For Justice Kennedy it was his questions, for Chief Justice Roberts it was his silence…

Today the Supreme Court heard oral argument in King v. Burwell, where it will decide whether federal health insurance exchanges, operating in 34 states, can offer subsidies to middle and low income purchasers of insurance under the Affordable Care Act (ACA).

Simply put, the Court must decide whether it agrees with the Internal Revenue Service (IRS) that the following statutory language, “established by the State,” can include federal exchanges too.

All eyes and ears were on Justice Kennedy and Chief Justice Roberts during the argument.  Justice Kennedy is the Court’s “swing” Justice, and Chief Justice Roberts crucially concluded in the first Supreme Court challenge to the ACA that the individual mandate is a constitutional “tax.” 

The moment of the argument most likely to be focused on until the Court resolves this case by the end of June was Justice Kennedy asking Michael Carvin, the challengers’ attorney, not once but twice whether a “serious constitutional problem” or a “serious constitutional question” would arise if the Court concluded that federal exchanges could not offer subsidies.  Wouldn’t states then be “coerced” into establishing exchanges to “avoid disastrous consequences”?

Justice Kennedy went on to ask a number of questions of the federal government’s attorney Solicitor General Donald Verrilli too including, at the very end of the argument, whether it made sense to give the IRS the big task of interpreting this statute when billions of dollars are at stake.

After General Verrilli responded that when statutes are ambiguous agencies are tasked with interpreting them whether they raise questions big or small, Chief Justice Roberts chimed in asking whether a subsequent administration could change an agency interpretation.  By not asking a question at the heart of this case, not much can be read into his question.

More generally, the argument veered back and forth from the Justices trying determine the best interpretation of the statute to the Justices asking about the practical problems that would arise if subsidies weren’t available.
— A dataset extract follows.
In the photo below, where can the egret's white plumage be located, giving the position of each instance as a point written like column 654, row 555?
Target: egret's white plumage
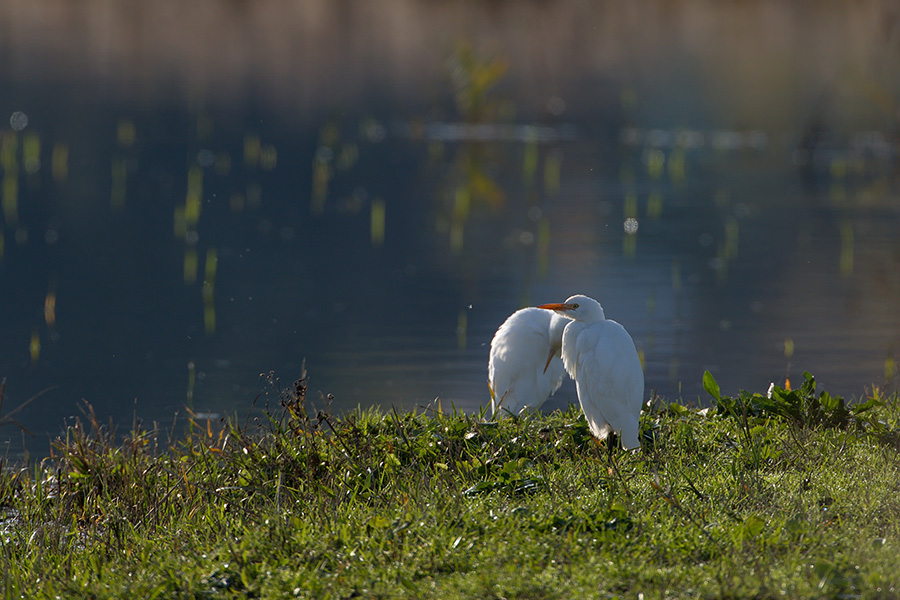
column 601, row 357
column 524, row 366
Unsurprisingly, the liberal Justices generally asked questions of the challengers’ attorney and the conservative Justices asked questions of the Solicitor General.

Justice Kagan led the questioning of the challenger’s attorney and Justices Scalia and Alito peppered the Solicitor General with questions.  Notably, Justice Scalia asked the Solicitor General whether Congress would really just do nothing if the Court ruled against the federal government.  And Justice Alito asked why so few states with federal exchanges filed a brief supporting the federal government.

Both sides tried to claim that in this case federalism was on their side.